We don’t have a Missouri River or a Platte River running through town, but 11 creeks converge with Salt Creek in Lincoln, draining more than 1,000 square miles — all pointed like a gun at the heart of Lincoln. It’s easy to forget the city has battled more than 100 floods since 1900 — 17 of them major, two of them catastrophic.
That’s why 10 dams and levees were built in the Salt Creek watershed in the 1960s, but even now, Lincoln’s earthen berms can only handle up to a 50-year storm. That is a pretty low threshold.
Lincoln is protected by a 7-mile-long levee along Salt Creek that was designed to withstand 100-year storms, but detailed floodplain mapping in the late 1970s led the feds to conclude it wouldn’t stand up to a 100-year storm if all those streams peaked at the same time. The levee was built with dispersive clay, which is high in calcium and erodes and dissolves when it comes into contact with water. Which is why holes started showing up in the levee in the 1970s. Not exactly what you’re looking for in a levee.
The levee was decertified as a 100-year-flood protector due to the clay material and fact that it isn’t high enough.
And remember, scientists say climate change will produce more extreme weather — as we’re seeing now — and more precipitation in our area.
The great 1908 flood in Lincoln — which killed nine and left 1,000 homeless — is believed to have been a 100-year storm.

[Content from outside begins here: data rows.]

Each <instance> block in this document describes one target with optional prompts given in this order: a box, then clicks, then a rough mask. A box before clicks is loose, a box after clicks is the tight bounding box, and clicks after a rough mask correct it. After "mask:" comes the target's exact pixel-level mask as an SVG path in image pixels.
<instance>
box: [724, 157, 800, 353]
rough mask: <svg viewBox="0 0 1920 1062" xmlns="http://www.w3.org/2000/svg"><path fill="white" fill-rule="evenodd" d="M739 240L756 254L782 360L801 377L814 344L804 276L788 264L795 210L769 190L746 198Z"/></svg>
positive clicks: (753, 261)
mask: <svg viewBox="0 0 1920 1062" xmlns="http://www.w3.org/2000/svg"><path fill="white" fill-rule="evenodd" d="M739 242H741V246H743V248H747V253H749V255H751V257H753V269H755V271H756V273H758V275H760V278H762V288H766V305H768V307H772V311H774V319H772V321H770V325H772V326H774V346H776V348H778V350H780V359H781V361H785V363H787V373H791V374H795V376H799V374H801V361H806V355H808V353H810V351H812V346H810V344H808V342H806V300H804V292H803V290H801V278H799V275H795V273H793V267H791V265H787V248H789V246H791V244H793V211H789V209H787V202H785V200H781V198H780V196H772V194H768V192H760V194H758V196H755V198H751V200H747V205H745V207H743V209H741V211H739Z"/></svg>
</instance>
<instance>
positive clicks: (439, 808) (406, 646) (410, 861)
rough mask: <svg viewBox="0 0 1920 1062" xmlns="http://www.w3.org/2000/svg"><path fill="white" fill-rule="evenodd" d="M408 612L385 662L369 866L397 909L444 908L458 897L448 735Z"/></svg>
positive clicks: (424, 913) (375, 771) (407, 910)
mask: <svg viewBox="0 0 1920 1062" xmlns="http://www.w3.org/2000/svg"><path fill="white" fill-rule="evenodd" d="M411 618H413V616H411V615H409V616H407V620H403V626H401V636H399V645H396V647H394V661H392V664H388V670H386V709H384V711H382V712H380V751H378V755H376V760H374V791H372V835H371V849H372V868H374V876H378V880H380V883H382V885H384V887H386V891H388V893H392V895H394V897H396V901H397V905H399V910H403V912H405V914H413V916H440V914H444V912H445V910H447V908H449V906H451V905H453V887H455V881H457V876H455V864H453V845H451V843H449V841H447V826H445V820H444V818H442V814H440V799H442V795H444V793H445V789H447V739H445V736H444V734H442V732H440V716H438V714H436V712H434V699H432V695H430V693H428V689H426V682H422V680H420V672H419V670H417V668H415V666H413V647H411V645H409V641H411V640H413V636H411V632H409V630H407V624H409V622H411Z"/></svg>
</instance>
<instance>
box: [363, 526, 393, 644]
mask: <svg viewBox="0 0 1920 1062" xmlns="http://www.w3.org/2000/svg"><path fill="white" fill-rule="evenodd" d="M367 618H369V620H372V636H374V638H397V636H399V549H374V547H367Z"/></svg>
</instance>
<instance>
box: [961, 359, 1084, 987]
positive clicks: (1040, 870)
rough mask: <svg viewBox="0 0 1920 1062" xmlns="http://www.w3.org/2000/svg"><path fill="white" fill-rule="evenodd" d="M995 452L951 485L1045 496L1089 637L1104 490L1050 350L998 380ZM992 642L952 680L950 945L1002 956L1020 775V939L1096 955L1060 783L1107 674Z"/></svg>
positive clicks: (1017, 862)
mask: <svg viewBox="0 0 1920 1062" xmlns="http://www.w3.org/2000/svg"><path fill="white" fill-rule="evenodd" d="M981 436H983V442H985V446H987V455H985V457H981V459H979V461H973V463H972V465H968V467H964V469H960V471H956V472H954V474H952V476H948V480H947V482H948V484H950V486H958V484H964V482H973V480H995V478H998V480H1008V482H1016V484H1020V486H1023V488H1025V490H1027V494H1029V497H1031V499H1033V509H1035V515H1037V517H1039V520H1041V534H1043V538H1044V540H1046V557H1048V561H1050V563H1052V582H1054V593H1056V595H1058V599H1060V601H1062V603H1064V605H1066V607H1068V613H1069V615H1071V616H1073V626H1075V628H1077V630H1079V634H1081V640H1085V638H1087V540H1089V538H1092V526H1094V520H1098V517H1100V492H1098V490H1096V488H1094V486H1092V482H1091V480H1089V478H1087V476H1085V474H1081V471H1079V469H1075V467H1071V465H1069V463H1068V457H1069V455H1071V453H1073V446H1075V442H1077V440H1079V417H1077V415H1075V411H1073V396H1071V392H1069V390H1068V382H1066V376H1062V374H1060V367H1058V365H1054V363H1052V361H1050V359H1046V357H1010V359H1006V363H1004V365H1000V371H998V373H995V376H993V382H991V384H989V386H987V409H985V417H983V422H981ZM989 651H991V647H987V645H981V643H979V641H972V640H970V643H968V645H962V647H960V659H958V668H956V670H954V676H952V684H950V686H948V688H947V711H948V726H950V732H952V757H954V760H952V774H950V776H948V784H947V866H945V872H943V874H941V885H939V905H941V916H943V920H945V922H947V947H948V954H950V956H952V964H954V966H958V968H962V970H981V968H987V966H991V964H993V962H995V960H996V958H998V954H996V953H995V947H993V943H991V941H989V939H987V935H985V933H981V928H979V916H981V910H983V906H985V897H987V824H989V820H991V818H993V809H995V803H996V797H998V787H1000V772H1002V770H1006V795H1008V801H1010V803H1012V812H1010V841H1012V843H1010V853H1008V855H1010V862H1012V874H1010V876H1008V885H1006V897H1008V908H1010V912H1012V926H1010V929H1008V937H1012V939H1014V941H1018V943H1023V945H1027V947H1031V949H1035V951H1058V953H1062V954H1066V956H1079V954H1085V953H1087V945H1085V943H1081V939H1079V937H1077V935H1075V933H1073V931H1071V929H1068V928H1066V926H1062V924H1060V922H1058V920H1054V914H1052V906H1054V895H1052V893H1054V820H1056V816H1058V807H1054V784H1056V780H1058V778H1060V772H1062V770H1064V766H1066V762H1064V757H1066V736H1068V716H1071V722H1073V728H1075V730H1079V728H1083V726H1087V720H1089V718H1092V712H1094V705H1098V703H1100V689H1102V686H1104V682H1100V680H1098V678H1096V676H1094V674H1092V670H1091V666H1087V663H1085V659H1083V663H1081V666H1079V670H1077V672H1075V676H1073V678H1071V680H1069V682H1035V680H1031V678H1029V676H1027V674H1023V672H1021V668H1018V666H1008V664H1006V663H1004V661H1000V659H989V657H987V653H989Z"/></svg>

When it’s the middle of August and dry as a bone, it can be hard for city officials to get excited about updating flood plain maps, preserving flood storage and mitigating flood risks. City Council members sometimes act as if city officials are just trying to make work or put an onus on businesses. But you never know when Mother Nature is going to defy all expectations and swamp your city — and by then, it’s too late.